Several reports have attributed effects of activin A to non-canonical activation of the MAPK pathway (Grusch et al, 2010) and to cell type-dependent positive (Ogawa et al, 2003) or negative (Yamato et al, 1997) regulation of cyclin D2 expression. Although stimulation with activin A for 30 min showed no indication for MAPK activation, VMC20 cells with high endogenous activin A expression and pSMAD2 levels responded to activin silencing with reduced levels of pERK, cyclin D1 and cyclin D3, which may at least in part explain the observed growth suppression. However, in contrast to a report on prostate cancer cells (Ying et al, 1997), no regulation of p53 by activin A treatment or silencing was observed in MPM cells (data not shown).

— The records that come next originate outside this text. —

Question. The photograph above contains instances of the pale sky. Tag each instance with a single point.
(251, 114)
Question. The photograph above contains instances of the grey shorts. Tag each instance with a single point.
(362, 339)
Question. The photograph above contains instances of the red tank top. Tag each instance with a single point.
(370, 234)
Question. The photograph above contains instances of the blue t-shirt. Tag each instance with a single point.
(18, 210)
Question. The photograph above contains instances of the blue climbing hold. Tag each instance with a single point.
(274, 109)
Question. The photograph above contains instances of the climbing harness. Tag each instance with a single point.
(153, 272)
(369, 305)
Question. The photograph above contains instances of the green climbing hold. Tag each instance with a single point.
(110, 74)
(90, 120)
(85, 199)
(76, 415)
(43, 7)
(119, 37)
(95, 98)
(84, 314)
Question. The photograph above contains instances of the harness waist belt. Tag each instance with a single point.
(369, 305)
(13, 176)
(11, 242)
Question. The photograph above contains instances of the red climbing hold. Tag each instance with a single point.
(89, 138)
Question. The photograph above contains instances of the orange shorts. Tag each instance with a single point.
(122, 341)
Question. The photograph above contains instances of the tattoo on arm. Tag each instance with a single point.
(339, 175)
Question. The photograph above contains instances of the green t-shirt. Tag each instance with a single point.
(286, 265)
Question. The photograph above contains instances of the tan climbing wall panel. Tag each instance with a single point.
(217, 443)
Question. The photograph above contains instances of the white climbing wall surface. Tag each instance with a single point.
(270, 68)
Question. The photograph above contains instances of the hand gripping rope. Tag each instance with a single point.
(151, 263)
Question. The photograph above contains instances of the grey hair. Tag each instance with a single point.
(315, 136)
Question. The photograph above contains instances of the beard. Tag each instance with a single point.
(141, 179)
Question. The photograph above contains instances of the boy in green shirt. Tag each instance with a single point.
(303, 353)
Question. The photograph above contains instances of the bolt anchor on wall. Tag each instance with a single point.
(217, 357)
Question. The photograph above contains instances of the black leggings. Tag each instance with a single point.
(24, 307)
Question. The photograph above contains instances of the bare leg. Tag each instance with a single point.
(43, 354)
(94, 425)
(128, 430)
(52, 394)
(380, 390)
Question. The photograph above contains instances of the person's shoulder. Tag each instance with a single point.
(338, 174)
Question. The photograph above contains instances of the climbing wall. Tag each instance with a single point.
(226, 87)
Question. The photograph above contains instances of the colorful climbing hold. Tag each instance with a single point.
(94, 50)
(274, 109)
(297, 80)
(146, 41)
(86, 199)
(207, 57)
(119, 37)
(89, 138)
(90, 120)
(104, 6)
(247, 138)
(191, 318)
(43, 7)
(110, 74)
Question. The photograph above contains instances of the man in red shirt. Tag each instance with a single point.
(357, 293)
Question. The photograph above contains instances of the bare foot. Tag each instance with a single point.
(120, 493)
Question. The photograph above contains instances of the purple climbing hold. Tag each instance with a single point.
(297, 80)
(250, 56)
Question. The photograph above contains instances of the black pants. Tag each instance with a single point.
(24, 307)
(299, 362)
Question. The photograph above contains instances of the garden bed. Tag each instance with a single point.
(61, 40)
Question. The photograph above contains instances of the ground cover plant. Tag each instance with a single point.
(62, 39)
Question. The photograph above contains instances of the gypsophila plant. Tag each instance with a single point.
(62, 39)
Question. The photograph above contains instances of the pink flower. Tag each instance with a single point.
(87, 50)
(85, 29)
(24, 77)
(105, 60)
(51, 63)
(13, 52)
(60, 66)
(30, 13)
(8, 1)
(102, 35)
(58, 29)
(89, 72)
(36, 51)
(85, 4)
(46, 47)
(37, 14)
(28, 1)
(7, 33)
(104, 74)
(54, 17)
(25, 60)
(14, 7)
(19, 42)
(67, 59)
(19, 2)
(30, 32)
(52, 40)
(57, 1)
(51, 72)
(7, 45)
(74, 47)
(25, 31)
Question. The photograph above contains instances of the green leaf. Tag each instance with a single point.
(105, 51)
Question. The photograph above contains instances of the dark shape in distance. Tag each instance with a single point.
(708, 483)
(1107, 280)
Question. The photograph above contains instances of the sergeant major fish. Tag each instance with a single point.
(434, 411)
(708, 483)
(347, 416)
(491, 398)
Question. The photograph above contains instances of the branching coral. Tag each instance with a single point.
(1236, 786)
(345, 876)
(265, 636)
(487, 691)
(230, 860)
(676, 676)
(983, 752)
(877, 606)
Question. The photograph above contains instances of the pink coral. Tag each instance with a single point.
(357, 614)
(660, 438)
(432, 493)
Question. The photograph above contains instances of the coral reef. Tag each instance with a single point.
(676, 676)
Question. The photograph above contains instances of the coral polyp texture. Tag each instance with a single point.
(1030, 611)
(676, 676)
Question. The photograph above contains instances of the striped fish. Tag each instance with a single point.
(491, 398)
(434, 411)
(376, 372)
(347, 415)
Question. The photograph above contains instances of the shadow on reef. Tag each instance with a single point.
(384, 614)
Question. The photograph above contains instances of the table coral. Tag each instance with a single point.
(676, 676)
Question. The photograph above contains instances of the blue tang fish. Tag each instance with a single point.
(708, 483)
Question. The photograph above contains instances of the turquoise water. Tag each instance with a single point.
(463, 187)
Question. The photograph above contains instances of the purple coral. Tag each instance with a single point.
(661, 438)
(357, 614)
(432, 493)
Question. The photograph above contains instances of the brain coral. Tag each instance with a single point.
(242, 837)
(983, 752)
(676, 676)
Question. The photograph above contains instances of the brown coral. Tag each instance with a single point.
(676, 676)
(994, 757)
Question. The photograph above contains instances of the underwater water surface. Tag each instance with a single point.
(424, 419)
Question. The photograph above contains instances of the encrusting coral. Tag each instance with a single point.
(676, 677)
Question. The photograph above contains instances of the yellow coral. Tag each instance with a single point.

The finding that the kinase inhibitors had a greater antigrowth impact than the siRNA may implicate that also TGF-β has a role in MPM cell growth. This is in line with previous results (Suzuki et al, 2007) and has led to the initiation of a clinical study with a monoclonal antibody targeting TGF-β in relapsed MPM (http://ClinicalTrials.gov Identifier: NCT01112293). Our data indicate that also activin A may represent a potential target for intervention in MPM. In this regard, kinase inhibitors co-targeting TGF-β and activin receptors may even be of some advantage as increased efficiency of multitargeted approaches is also being discussed for tyrosine kinase inhibitors, for instance in lung cancer (Socinski, 2011).

In summary, our investigation for the first time addresses the role of activins in MPM and suggests them as valuable candidates for further evaluation.